古機(ふるはた) 誠(一年五組 出席番号十一)の愚痴④
「――であるからして……」
ということで、おれは今、授業を受けている。
ごく普通の、キャラ高の制服姿でだ。
授業の中身も、第三の目の開き方とか、自分の中にいるもう一人の自分を封印する方法、といったものではない。
これまたごく普通の――織田という名の教師が行なっている、日本史の授業だった。常に眠そうな表情の織田は、やはり今日も眠そうな表情で授業を進めている。天使のくせに少しばかり生気に欠ける織田先生は、このクラスの担任でもあった。
そう。
この一年五組の教室で展開されている光景は、八割方が正常な、どこにでもありそうな高校の風景なのだ。本当に。八割までは。
では残りの二割は何かというと、哀しいかな、それはやはりニ人――この組でキャラをエンジる生徒に集約されているのである。
彼らの、首から下は問題がなかった。他のみんなと同じ、制服姿だ。
問題は首から上、キャラの面影を残した頭部にあった。
つまり、野影純香こと『不実な執事』は、銀髪とリボンカチューシャが、黒村正之助こと『民知らずの王』は、激しく乱れた髪と波紋のような瞳が、キャラの時のままなのである。
ちなみにおれ、古機誠こと『傾国の参謀』も、やはり頭部はキャラの状態を維持している。
ただしそれは六:四に分けた髪と細長いメガネという姿なので、見た目だけならそれほど違和感はない。難を言えばメガネが通常よりも細長い作りのため、使い辛いということくらいだ。
おれは板書を書き終えると同時にシャーペンを置き、頬杖をつきながら教室を眺めた。先月の席替えで引き当てた一番うしろの窓際からは、皆の様子がよく見えた。
授業を無視して内職に励むやつ、先生が口頭で言うことまでノートに書くやつ、寝てるやつ、しゃべってるやつ、ブラウス越しに透けるブラ紐――。

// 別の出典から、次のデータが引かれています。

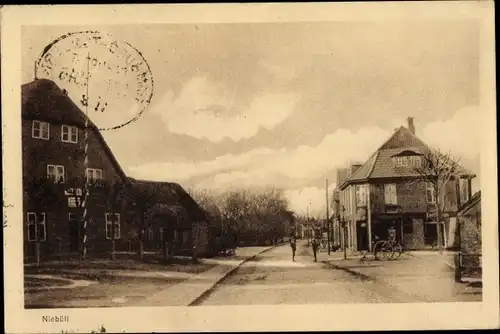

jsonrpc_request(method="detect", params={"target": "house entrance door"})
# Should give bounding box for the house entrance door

その中にあって、『不実な執事』の銀髪も『民知らずの王』ボサボサ頭も、実に浮いていた。それでいて普通に(純香はウトウトしていたが)授業を受けているのだから、思わず「ねえよ!」とツッコみたくなる。
だが悲しいことに、これは現実なのだ。
入学以来、毎週のように続いてきた、確かな事実なのだ。
しかし――と、おれはあらためて思った。
なんでおれのような人間が、この学校に入学できたのだろう。
確かに、わざと落ちようとまでは思っていなかった。半ば強制的に受験する羽目になったとはいえ、一方で勉強を続けるのも嫌だったからだ。

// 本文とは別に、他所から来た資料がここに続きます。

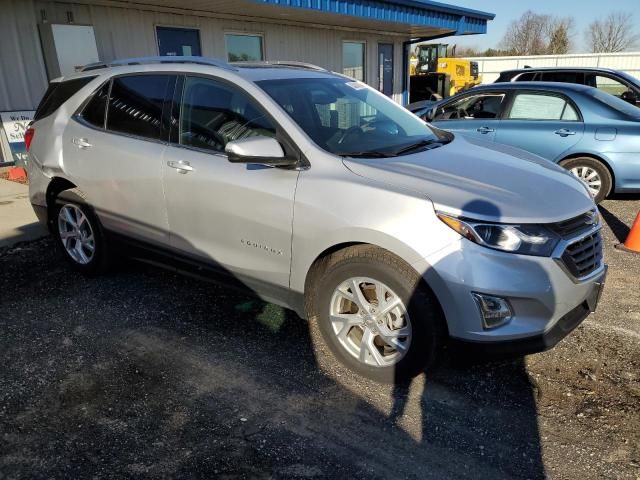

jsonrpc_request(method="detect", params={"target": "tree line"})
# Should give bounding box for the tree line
[457,10,640,57]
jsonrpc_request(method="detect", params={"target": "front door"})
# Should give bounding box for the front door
[432,91,506,142]
[378,43,393,97]
[156,27,201,56]
[163,76,299,292]
[496,91,584,161]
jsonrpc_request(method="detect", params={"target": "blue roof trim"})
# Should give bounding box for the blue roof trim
[253,0,495,35]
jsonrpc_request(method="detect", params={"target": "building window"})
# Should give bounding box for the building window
[224,33,264,62]
[342,42,365,82]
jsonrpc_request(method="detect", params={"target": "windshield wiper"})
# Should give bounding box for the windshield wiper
[393,139,444,155]
[338,150,392,158]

そういう中途半端な気持ちのおれは解答用紙を白紙で出す勇気もなく、かといってどうせコレで落とされるんだろうと思いながら、面接に臨んだ。
キャラ高名物(とアイツが自分で言ってる)、「神さまによる個別一斉面接」。
そこでおれは、初めて神さまを目の当たりにした。
アイツは、テレビで見た時と同じ格好だった。帽子とサングラスで顔を隠し、首にロングマフラーを巻いた、何とも言えない感じの服装。

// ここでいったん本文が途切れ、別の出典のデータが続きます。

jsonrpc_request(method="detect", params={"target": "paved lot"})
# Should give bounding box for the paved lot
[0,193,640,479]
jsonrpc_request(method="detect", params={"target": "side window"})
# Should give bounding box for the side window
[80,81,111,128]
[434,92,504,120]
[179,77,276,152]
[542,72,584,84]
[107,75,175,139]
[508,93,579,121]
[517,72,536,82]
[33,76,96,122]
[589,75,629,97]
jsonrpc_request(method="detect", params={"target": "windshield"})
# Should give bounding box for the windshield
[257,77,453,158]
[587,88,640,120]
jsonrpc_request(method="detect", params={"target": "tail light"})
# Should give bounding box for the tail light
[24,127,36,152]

職員の天使は全員スーツ姿だったのに、校長であるはずの神さまだけは、チュッパチャップスまでくわえていたのだ。
もっとも、違ったところも少しだけあった。マフラーの柄だ。青と白のストライプから、黄色と赤のそれに変わっていたのである。毒ガエルみたいだな、とおれは思った。
「やあ!」
受験の面接という、人生の一大イベントに対するヤツの第一声が、それだった。不意に沸き起こった暴力的感情を抑えながら、おれは「よろしくお願いします」と頭を下げた。
そんなふうに始めから不可解な状況で行われた面接だったが、それに続くヤツの質問は、さらに奇妙だった。
「風呂に入って最初に尾骶骨を洗うことについては、どう思う?」とか何とか、そんな感じの質問だったように思う。
それについてどう答えたかは、覚えていない。そんなことに記憶使うわけにはいかないと、脳が自動で拒否したのだろう。
ただそんな質問が十分ほど続いたのちにアイツが言ったことだけは、なぜか未だに覚えている。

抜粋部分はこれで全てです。